It is important to spend the time needed to determine the most appropriate professional background for your new FLS coordinator and this will largely depend on your local individual context. Nursing offers by far the best fit in terms of scope of practice. But should you hire an RN or an NP? This article aims to cover some of the important considerations.
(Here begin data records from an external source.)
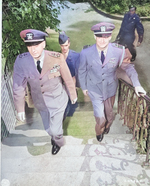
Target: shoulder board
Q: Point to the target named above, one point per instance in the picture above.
(24, 55)
(117, 45)
(54, 54)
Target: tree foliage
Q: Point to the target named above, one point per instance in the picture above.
(18, 15)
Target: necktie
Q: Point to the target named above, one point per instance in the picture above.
(39, 67)
(102, 57)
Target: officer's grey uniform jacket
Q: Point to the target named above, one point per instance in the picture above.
(48, 93)
(100, 79)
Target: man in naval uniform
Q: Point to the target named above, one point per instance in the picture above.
(73, 59)
(44, 71)
(97, 75)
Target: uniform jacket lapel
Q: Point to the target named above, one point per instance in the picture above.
(108, 55)
(48, 63)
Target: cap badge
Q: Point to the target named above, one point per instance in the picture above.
(103, 28)
(29, 35)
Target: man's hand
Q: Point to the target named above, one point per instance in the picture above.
(85, 92)
(21, 116)
(140, 90)
(74, 101)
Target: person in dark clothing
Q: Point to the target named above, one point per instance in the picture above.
(126, 36)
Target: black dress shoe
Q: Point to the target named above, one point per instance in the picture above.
(55, 148)
(106, 131)
(52, 142)
(100, 137)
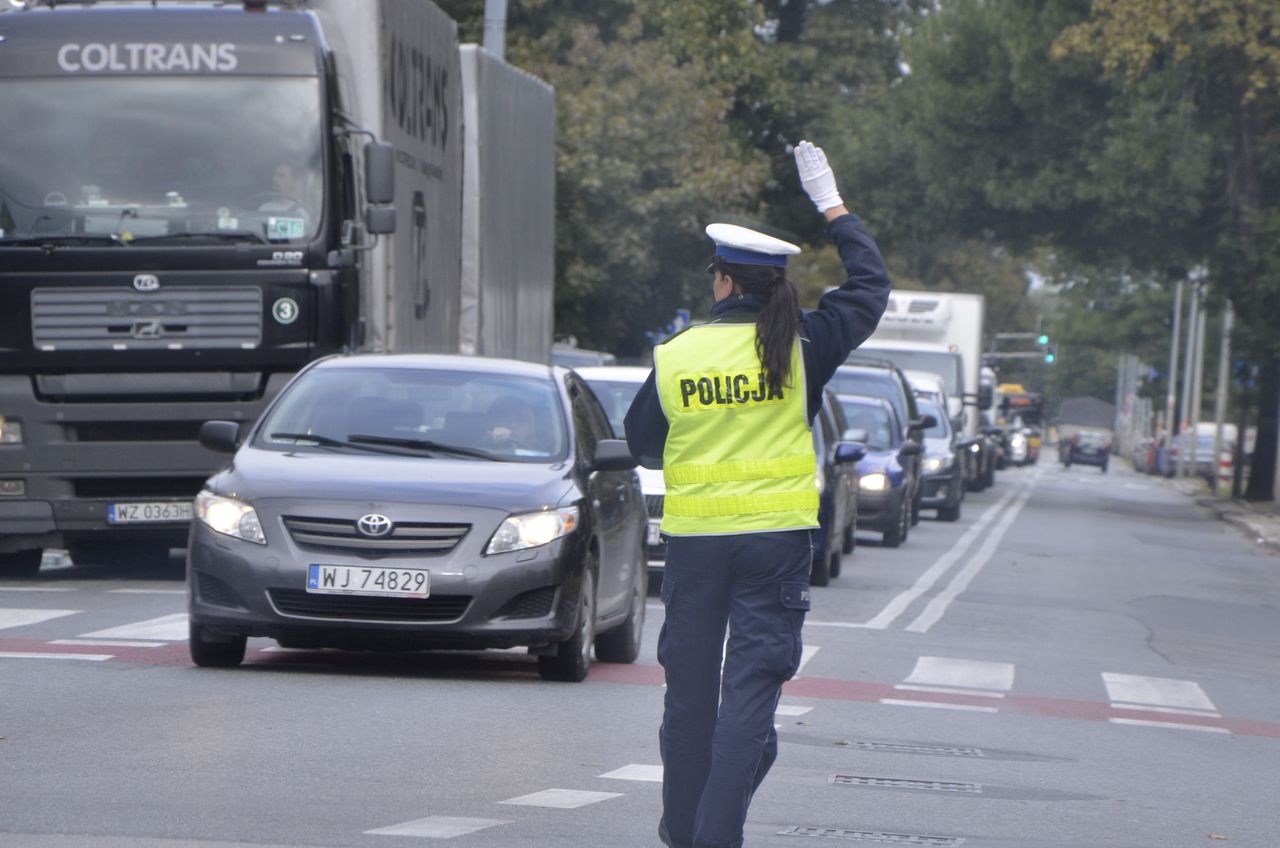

NP as the FLS coordinator:

  • PROS:
    • An FLS with NP can ensure the model will be 3i FLS given the NP can prescribe the osteoporosis meds needed. In the Ganda meta-analysis, 3i FLS models had a bit of an edge over 2i models. Rate of treatment achieved by 3i models in that study was 46% for 3i FLSs vs. 41% for 2i FLSs (and contrast that with only 23% for 1i models and 8% for zero i models in that same meta-analysis).
    • The FLS NP can work independently (but typically through a collaborative practice arrangement with one or more physicians). Regulations regarding collaborative practice arrangement differ between provinces.
    • The initial set-up of the FLS will be easier and simpler, i.e. no need to develop a Care Directive to expand an FLS RN’s scope of practice. However, even hiring an FLS NP will not remove the absolute need for the design of the FLS to be done with close guidance from an FLS medical lead/physician.
  • CONS:
    • There are currently no NP FLS coordinators in Canada. Hence, it would be the exception rather than the norm.
    • The salary expense will be significantly greater than that of an RN. It may perhaps be more difficult to ensure the FLS will secure sustainable longer term funding from government.
    • Because all FLS coordinators work with pre-determined protocols, the new FLS NP may find that their scope of practice is very restrictive compared to what they have been trained to do and what their scope of practice might be in other positions (e.g. NP working in Primary Health Care). One rare FLS in Canada was previously using an FLS NP but it experienced a huge turnover in the position, with 3 new FLS NPs in less than 3 years. This FLS has since moved on to hire an FLS RN instead.

RN as the FLS coordinator:

  • PROS:
    • Salary expense will be less than that of an NP. This might facilitate sustainable longer term government funding.
    • Many Canadian FLS RNs work with an expanded scope of practice (e.g. via a Care Directive). Because of this, most FLS RNs find their work rewarding rather than limiting. In Canada, there does not appear to be great turnover in the FLS RNs.
    • There is a movement afoot in Canada towards RN prescribing. This is already established practice for FLS RNs in the province of Quebec. RN prescribing is currently being explored in other provinces (e.g. NS and Alberta). If this occurs, an FLS with a prescribing RN can easily be converted into a 3i model. This would likely prove to be the most cost-effective model of all.
  • CONS:
    • Most FLSs which hire an RN as their FLS coordinator will be 2i which are expected to have somewhat lesser results than a 3i FLS based on published studies. In Canada, based on the results of the national FLS audits, some 2i FLSs have actually seen results that are quite competitive with 3i FLSs. This is because OC’s Essential Elements of FLS ensure that any FLS model will be a bit more than just a basic 2i model, at least if they wish to be included in OC’s FLS Registry. Additionally, depending on FLS design, an FLS hiring an RN can sometimes be set up as a 3i model, but that requires the participation of one or more FLS physicians (e.g. in those FLSs, the FLS RNs do most of the work, but an FLS physician, usually a hospitalist, prescribes the osteoporosis medication). One FLS is currently exploring an option where the hospital’s pharmacist will be the prescriber of the osteoporosis medication for the patients enrolled in their FLS.
    • To be as effective as possible, an FLS using an RN needs to work towards allowing the RN to have an expanded scope of practice (e.g. to allow the RN to order BMD tests). The regulatory hurdles for such an expanded scope of practice are best done in the early days of the FLS. Depending on the province, some of the necessary steps may include obtaining approval from the provincial College of Nursing, obtaining approval from local Medical Advisory Committee, etc. This type of work does require the support of a local physician, usually the FLS’s medical lead.

Are Registered Practical Nurses (RPN) or Licensed Practical Nurses (LPN) ever hired as FLS coordinators in Canada?

To date, RPNs as FLS coordinators are exclusively found in Ontario. It should be noted that the Ontario FLS model is somewhat different from those of other provinces. In Ontario’s FLS model, all high-risk fracture patients are automatically referred to an osteoporosis specialist, hence the latter is an integral and essential component of the FLS itself. This type of model is found exclusively in Ontario.

The lower salary cost of the RPN is attractive. On the other hand, this is offset by the higher cost generated by the involvement of the osteoporosis specialist for the majority of the FLS patients in that type of model.

One final word of caution: It is important that the job description should be drafted to best fit the needs of your new FLS, based on your FLS design, rather than making the job description fit a particular candidate you might have in mind for the position. Always ask yourself: if this particular candidate does not apply for this position, would it still be the best job description to fit our FLS’s needs?